Calamari-OCR / calamari

Line based ATR Engine based on OCRopy
GNU General Public License v3.0
1.05k stars 209 forks source link

Empty predictions with the default model #182

Closed Witiko closed 4 years ago

Witiko commented 4 years ago

Consider the following image of the 2018 JLCL Calamari paper abstract:

abstract

Running calamari-predict with the the pretrained antiqua model on this image produces an empty prediction:

$ curl https://user-images.githubusercontent.com/603082/88580938-b3272380-d04c-11ea-9c6f-cd677fb5cb0d.png > abstract.png
$ git clone https://github.com/Calamari-OCR/calamari_models
$ mkvirtualenv -p `which python3` calamari
$ workon calamari
(calamari) $ pip install calamari_ocr
(calamari) $ calamari-predict --checkpoint calamari_models/antiqua_modern/4.ckpt abstract.png --output_dir .
...
Prediction: 100%|███████████████| 1/1 [00:02<00:00,  2.50s/it]
Prediction of 1 models took 2.5678038597106934s
Average sentence confidence: 0.00%
All files written
$ wc -l abstract.pred.txt
0 abstract.pred.txt

Is this expected behavior, or is there some mistake on my part?
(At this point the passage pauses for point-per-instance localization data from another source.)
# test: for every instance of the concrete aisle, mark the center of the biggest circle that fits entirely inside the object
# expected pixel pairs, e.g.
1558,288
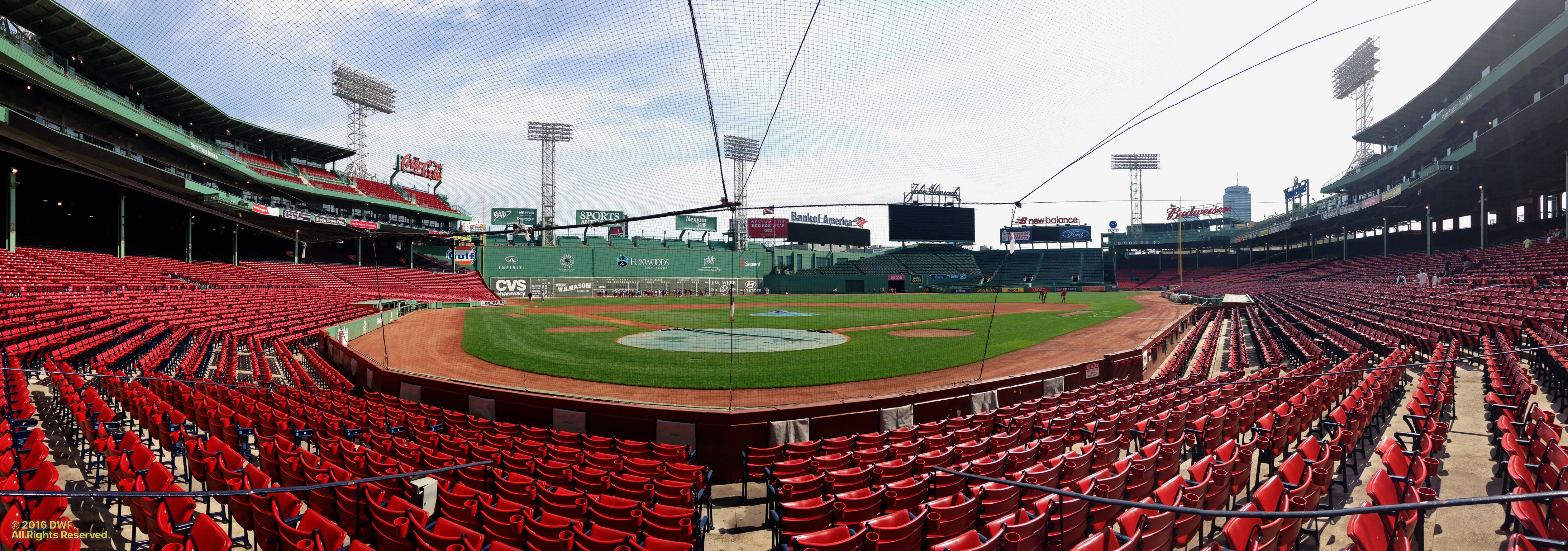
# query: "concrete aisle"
1467,473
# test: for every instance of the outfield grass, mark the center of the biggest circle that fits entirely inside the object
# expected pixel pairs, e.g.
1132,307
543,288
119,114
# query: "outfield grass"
521,343
829,318
918,297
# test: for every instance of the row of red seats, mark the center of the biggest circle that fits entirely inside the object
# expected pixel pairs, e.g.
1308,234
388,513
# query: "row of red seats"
988,517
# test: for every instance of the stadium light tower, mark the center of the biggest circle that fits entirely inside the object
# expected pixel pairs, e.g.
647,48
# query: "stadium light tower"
1136,164
548,134
745,155
1354,79
363,93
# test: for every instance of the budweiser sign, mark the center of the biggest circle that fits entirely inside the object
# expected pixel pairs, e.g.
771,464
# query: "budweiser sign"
1178,212
423,169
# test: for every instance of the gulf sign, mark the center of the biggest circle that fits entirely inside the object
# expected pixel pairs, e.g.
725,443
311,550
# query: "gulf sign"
423,169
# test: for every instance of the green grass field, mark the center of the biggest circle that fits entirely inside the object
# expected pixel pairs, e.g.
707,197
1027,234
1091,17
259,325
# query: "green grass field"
521,343
829,318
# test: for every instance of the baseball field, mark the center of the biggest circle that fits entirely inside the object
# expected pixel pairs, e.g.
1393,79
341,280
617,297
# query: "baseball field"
880,335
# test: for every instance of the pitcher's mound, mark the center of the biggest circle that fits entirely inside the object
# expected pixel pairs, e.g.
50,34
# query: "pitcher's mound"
930,333
581,329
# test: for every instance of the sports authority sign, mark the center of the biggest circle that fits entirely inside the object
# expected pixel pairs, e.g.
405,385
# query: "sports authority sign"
601,217
423,169
1035,222
515,217
1192,212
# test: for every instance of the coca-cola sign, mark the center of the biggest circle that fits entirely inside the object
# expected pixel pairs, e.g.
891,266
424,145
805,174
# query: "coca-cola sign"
1178,212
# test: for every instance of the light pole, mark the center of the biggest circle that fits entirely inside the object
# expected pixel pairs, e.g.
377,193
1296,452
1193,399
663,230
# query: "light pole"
548,134
1428,228
1482,222
10,206
1136,164
745,155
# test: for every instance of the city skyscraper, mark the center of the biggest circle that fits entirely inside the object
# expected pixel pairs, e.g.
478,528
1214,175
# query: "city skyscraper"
1241,202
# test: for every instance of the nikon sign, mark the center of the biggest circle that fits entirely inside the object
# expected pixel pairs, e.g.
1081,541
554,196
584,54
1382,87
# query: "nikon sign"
697,223
600,217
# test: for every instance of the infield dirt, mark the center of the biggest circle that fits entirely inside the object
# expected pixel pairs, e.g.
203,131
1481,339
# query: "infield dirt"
430,343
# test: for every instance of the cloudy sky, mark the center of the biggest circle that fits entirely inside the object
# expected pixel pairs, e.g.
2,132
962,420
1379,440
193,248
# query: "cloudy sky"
987,96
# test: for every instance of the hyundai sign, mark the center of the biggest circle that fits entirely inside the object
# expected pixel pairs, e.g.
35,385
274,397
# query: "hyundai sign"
1047,235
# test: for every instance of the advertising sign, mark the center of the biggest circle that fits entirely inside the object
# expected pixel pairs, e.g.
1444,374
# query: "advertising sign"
1047,235
463,255
515,217
767,227
697,223
1192,212
1037,222
423,169
1294,192
601,217
811,219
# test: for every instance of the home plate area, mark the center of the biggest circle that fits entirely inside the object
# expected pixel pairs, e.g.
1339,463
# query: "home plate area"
739,340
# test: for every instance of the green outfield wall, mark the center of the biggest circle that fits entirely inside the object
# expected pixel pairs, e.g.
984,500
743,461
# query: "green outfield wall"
513,272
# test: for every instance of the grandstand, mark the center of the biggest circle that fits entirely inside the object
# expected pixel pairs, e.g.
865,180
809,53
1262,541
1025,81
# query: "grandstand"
1043,266
201,344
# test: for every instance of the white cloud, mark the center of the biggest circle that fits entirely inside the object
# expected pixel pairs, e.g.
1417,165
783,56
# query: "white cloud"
985,96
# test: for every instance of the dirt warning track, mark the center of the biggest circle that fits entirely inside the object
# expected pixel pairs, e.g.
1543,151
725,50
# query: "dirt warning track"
430,343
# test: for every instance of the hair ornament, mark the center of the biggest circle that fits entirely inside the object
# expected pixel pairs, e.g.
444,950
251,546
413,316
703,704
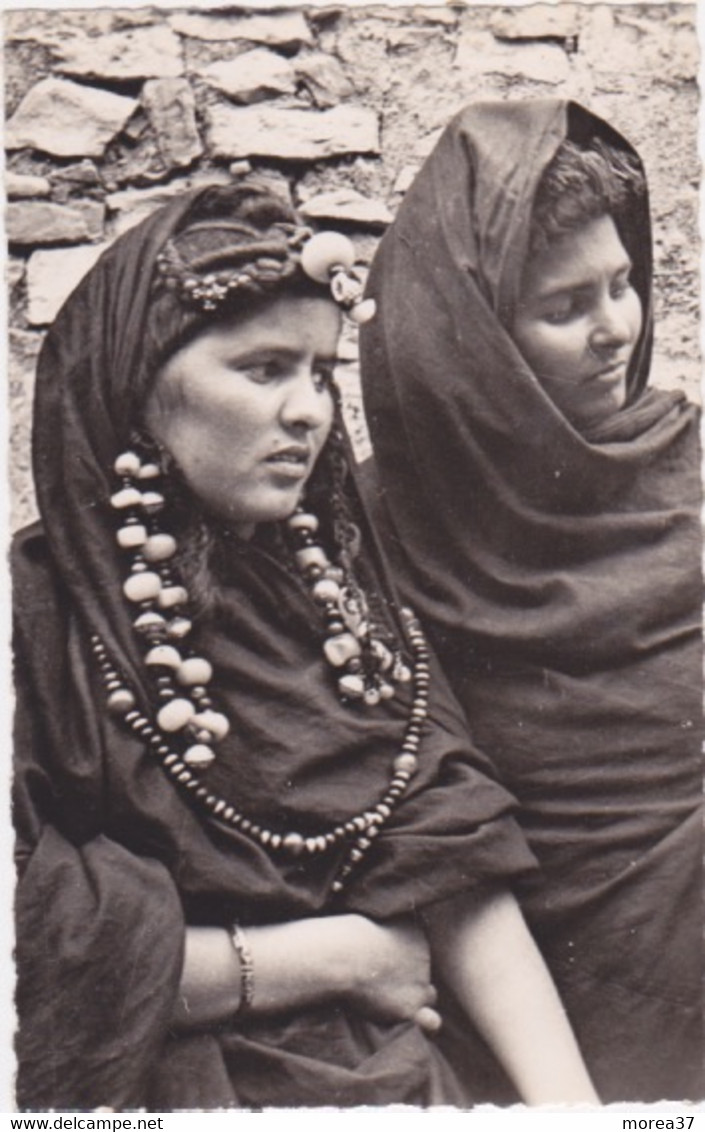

If there is no mistake on my part, could this be because the default models have been trained on an unrepresentative dataset?

amitdo commented 4 years ago

See issue #175.

amitdo commented 4 years ago

Prediction of a page

Currently only OCR on lines is supported. Modules to segment pages into lines will be available soon. In the meantime you should use the scripts provided by OCRopus.

@ChWick, about the 'soon' part, it was stated in commit e3e6099a7045, in April 2018. Maybe you should remove it.